Monday, March 16th, 2020 00:00 | By
The National Treasury building. Photo/PD/Alice Mburu
The National Treasury building. PHOTO/Alice Mburu

Zachary Ochuodho and Noel Wandera

Slowdowns in key sectors of economy are Kenya’s major threat to fiscal consolidation which Treasury has been pushing for to bolster its revenue generation, a new study reveals.

Coming on the cusp of Kenya’s three reported coronavirus case, a Fitch Solutions report for April 2020 shows significant slowdown of key growth sectors, which could hinder Treasury’s attempt to attain fiscal consolidation.

When the first case of coronavirus was reported in the country on Friday, the markets responded immediately wiping out some Sh120 billion in paper wealth at the bourse. Yesterday, two more cases were reported.

Kenya, which imports heavily from China, has also seen disruptions to the supply chain and a dip in tourism, an important source of hard currency and jobs for the country. 

Impact bill

Kenya’s annual import bill which stands at about Sh1.76 trillion sourced  about 20 per cent from from China, worth about Sh370 billion.

In Kenya’s tourism haven of Maasai Mara Game Reserve, hoteliers are a worried with more than 70 per cent of bookings having been cancelled following the outbreak of the virus.

“We forecast efforts to rein in total expenditure to have limited success over the short term, keeping the fiscal deficit wide at 7.5 per cent of the gross domestic product in the 2019/20 fiscal year and 6.9 per cent in FY20/21, compared to 7.7 per cent in FY18/19,” the study shows. 

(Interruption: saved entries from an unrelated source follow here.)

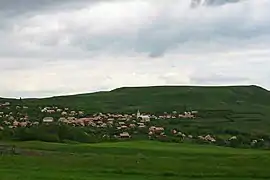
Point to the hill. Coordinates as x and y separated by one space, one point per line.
223 112
133 160
164 98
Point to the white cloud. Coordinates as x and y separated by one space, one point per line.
109 44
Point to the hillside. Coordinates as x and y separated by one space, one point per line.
165 98
222 112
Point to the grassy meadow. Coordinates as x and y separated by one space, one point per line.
133 160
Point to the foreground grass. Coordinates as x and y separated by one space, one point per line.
134 160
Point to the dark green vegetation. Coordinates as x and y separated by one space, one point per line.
242 111
133 160
159 99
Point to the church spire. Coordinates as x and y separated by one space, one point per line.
138 114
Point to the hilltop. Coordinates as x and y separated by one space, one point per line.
164 98
184 113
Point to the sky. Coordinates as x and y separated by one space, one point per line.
57 47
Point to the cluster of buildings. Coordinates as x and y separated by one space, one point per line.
125 124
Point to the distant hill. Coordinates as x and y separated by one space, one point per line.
163 98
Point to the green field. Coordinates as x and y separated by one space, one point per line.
133 160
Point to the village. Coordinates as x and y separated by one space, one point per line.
14 116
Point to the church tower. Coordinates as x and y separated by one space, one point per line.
138 114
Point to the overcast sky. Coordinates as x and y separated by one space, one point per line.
53 47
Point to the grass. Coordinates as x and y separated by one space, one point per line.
134 160
245 108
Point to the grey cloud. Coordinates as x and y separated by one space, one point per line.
219 79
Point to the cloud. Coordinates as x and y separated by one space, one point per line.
100 45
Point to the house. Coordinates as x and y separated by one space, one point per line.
125 135
143 118
47 120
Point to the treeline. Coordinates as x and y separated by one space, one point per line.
54 133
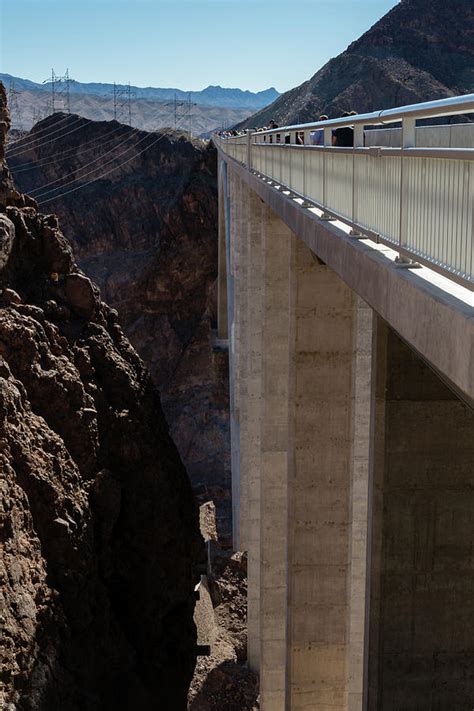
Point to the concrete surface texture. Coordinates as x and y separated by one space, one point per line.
354 474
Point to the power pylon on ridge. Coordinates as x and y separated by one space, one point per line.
187 105
14 107
60 101
123 103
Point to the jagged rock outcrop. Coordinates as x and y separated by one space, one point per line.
98 526
146 231
419 51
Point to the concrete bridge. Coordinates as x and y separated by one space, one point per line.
345 290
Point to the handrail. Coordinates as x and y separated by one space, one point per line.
419 201
453 106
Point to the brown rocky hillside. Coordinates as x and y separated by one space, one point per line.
421 50
147 234
98 528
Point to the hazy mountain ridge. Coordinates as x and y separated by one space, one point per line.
421 50
210 96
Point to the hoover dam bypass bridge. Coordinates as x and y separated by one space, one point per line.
346 293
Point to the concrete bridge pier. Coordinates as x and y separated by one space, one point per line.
302 358
330 399
352 427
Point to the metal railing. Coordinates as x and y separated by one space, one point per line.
418 200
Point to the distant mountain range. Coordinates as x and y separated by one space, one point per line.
419 51
211 96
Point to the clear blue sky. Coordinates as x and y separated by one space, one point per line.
186 44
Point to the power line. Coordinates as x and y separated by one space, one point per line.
80 187
123 103
60 102
49 160
13 105
100 158
32 140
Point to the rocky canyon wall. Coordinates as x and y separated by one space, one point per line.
146 231
98 526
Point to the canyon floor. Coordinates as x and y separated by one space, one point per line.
222 680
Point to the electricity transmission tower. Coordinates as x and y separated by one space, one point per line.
14 106
177 106
123 103
60 102
190 115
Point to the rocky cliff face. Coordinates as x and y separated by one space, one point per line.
147 233
98 527
420 51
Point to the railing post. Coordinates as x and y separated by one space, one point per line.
327 144
408 141
358 143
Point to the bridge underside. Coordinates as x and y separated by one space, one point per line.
352 470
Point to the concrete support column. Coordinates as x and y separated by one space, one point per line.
322 312
235 349
222 286
360 485
276 247
253 210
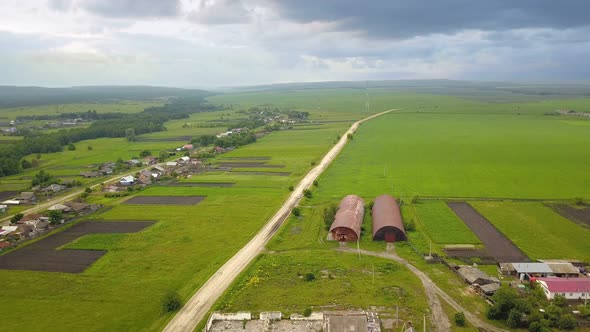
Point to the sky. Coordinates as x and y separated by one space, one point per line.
219 43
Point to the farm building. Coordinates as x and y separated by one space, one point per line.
387 220
570 288
473 275
348 220
550 269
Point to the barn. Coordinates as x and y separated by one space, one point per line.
349 218
387 220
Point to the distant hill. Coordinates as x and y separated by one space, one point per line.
500 91
17 96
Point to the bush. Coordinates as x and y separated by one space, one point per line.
567 322
460 319
171 302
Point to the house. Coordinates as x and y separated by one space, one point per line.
54 188
150 160
127 180
570 288
145 177
473 275
27 197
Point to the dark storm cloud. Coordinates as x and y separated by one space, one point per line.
121 8
405 19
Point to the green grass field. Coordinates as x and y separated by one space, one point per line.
442 225
537 230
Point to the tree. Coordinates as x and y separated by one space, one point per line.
163 155
16 218
55 216
460 319
171 302
130 134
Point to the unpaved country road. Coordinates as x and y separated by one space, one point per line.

It will be a tough call for Treasury  to bolster growth as Fitch Solutions Group Ltd analyst Tettey Addy notes, saying the costs of repaying public debt will also contribute largely to the rising expenditure growth in the short term.

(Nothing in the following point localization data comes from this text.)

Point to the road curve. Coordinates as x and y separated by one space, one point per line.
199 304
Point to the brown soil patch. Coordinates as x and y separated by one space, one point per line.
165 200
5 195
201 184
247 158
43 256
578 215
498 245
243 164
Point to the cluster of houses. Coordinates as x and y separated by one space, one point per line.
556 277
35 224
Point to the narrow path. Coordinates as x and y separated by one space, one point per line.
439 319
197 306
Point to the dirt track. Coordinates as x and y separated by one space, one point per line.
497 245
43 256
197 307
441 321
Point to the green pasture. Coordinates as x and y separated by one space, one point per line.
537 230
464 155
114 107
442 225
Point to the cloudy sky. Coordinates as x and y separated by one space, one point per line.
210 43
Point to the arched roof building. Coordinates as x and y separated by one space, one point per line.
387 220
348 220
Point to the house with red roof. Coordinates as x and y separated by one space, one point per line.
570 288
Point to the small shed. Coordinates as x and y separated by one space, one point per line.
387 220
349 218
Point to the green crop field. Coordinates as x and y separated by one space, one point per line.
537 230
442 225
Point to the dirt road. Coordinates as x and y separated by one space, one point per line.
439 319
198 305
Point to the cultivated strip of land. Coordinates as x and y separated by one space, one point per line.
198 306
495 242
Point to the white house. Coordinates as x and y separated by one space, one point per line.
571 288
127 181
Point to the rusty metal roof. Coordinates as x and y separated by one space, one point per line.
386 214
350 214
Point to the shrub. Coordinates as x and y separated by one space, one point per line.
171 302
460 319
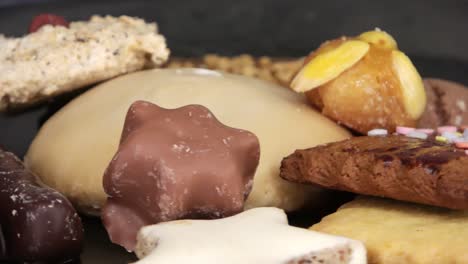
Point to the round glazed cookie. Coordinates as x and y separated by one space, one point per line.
73 148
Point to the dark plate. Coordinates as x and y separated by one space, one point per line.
432 32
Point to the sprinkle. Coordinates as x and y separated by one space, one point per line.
426 131
446 129
463 145
416 134
377 132
404 130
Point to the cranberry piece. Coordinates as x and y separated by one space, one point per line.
47 19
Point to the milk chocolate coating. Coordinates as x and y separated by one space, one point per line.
176 164
398 167
37 224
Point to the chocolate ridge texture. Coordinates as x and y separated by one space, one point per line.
398 167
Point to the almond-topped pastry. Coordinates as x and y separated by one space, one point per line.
363 82
405 168
56 59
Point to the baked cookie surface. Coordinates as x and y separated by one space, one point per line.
398 232
57 59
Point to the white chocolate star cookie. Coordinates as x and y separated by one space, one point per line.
260 235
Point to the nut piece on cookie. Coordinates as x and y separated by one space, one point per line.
260 235
363 82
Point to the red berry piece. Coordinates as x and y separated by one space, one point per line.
47 19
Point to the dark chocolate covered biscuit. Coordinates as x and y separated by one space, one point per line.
398 167
37 224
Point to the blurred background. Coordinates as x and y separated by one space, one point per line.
431 28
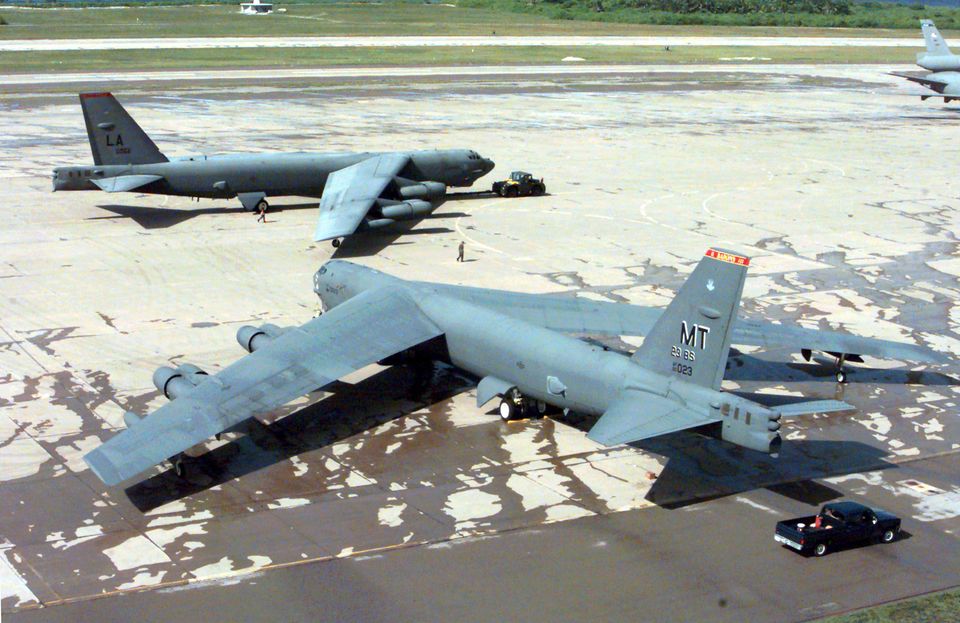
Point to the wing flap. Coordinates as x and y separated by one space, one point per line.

“We see increased upside risks to Kenya’s fiscal deficit and debt burden over the coming years.

Amid muted short-term prospects for revenue generation, we forecast that further growth in borrowing will see the public debt burden average 64 per cent from 2020 to 2022,” the report said.

Adverse weather

Addy said the slowdowns were observed in various sectors, which in their view signals that revenue from a range of sources will face constraints over the short term.

In particular, adverse weather in 2019 will weigh on growth in the agricultural sector—which accounted for 21.2 per cent of real GDP from Q318 to Q319 and employs around 57per cent of the labour force—and thereby hamper the growth of income taxes and value-added tax revenue.